I’ve got news for you: when you’re stressed out like this, wound this tightly around the topic of something so fundamental as food… the healthiest diet in the world isn’t going to make you healthy (or happy).
So where is it all coming from?
Here’s what I think.
When it comes to eating a healthy diet, there are two things going on:
- There’s the “knowing what to eat” part — essentially the focus of every diet book in the world.
- Then there’s the “getting yourself to do it” part.
That second one is really important. The entire diet industry revolves around the fact that “getting yourself to do it” is extremely hard. (It’s not supposed to be, but the preponderance of addictive junk food on store shelves and at restaurants, available just about any time you want it, makes it so.)
There are ways to “get yourself to do it,” of course. But they require either a tremendous amount of willpower or a lot of patience, and both are in short supply these days.

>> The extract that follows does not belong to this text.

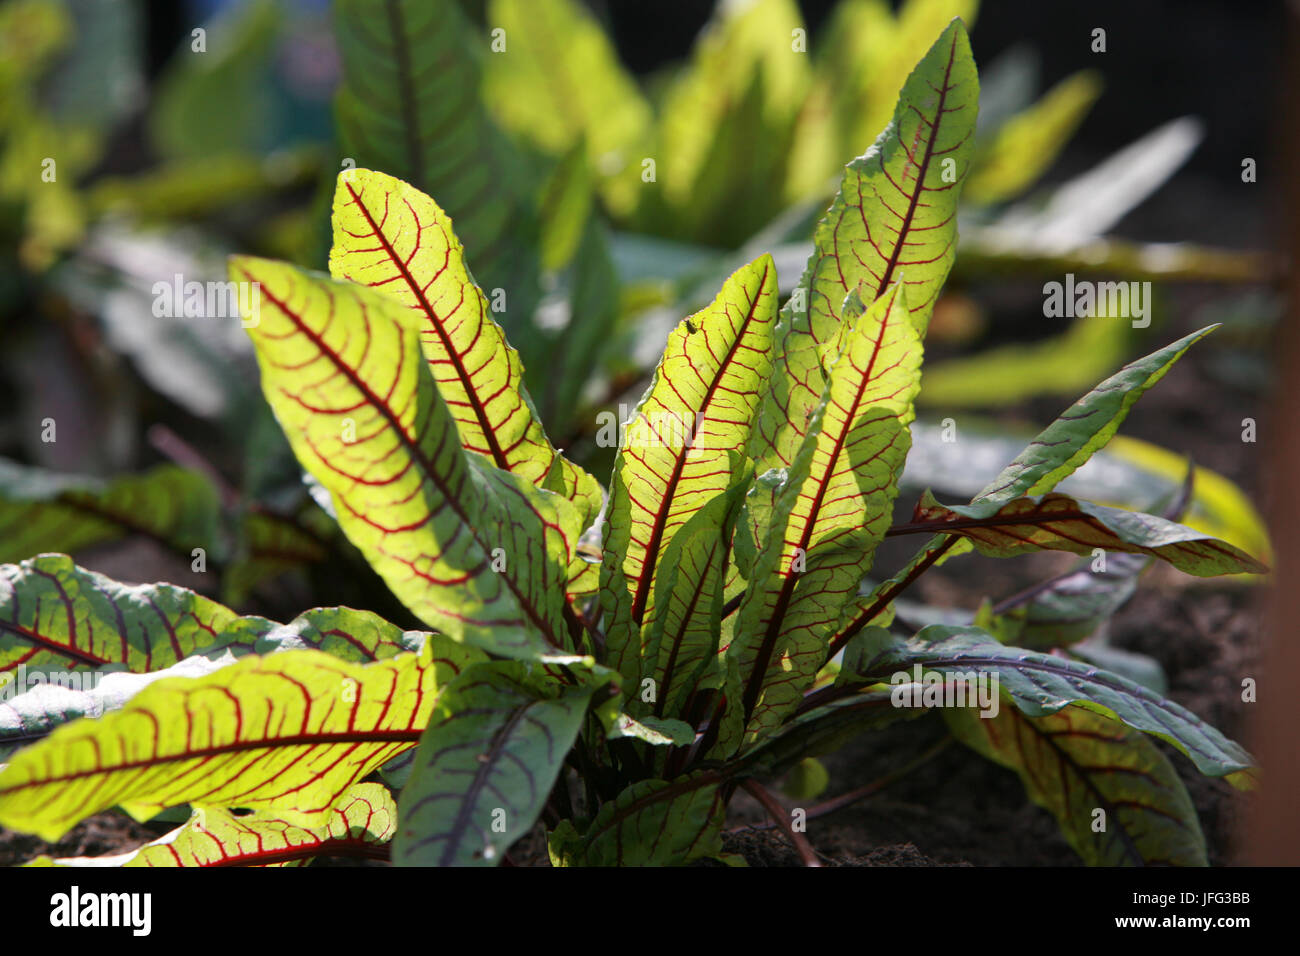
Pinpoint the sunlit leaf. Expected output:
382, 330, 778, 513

So instead, the diet book industry preys on people who aren’t getting the results they want, by suggesting that oh, actually we were wrong all along: it turns out you don’t need to eat those bland, healthy foods. Instead, a revolutionary new (science-backed!) method lets you eat all the foods you’ve always loved — or follow just one hyper-specific rule about the way you eat them — and you’ll be healthy, strong, sexy, and energetic.
In other words, they promise us a shortcut.
And the more we take these shortcuts, the less natural our eating becomes.
We precisely time meals. We obsess over food combinations. We consult GI charts. We measure the pH of our pee. We meticulously count calories.
Eating becomes more stressful, not less.
Worse: when we buy into a new magic bullet diet, we convince ourselves (with the author’s help, of course) that something as simple as “just eat whole foods” must be wrong. That it must certainly deprive us of key nutrients. And each time we do this, attacking the simple, natural diet from a new angle, we stray further from a healthy way of eating, and the more we beat ourselves up and create warped stories about our relationship with food.
Until the whole thing causes so much stress that you give up… or, just as bad, you tough it out, but the stress itself prevents you from experiencing anything resembling health.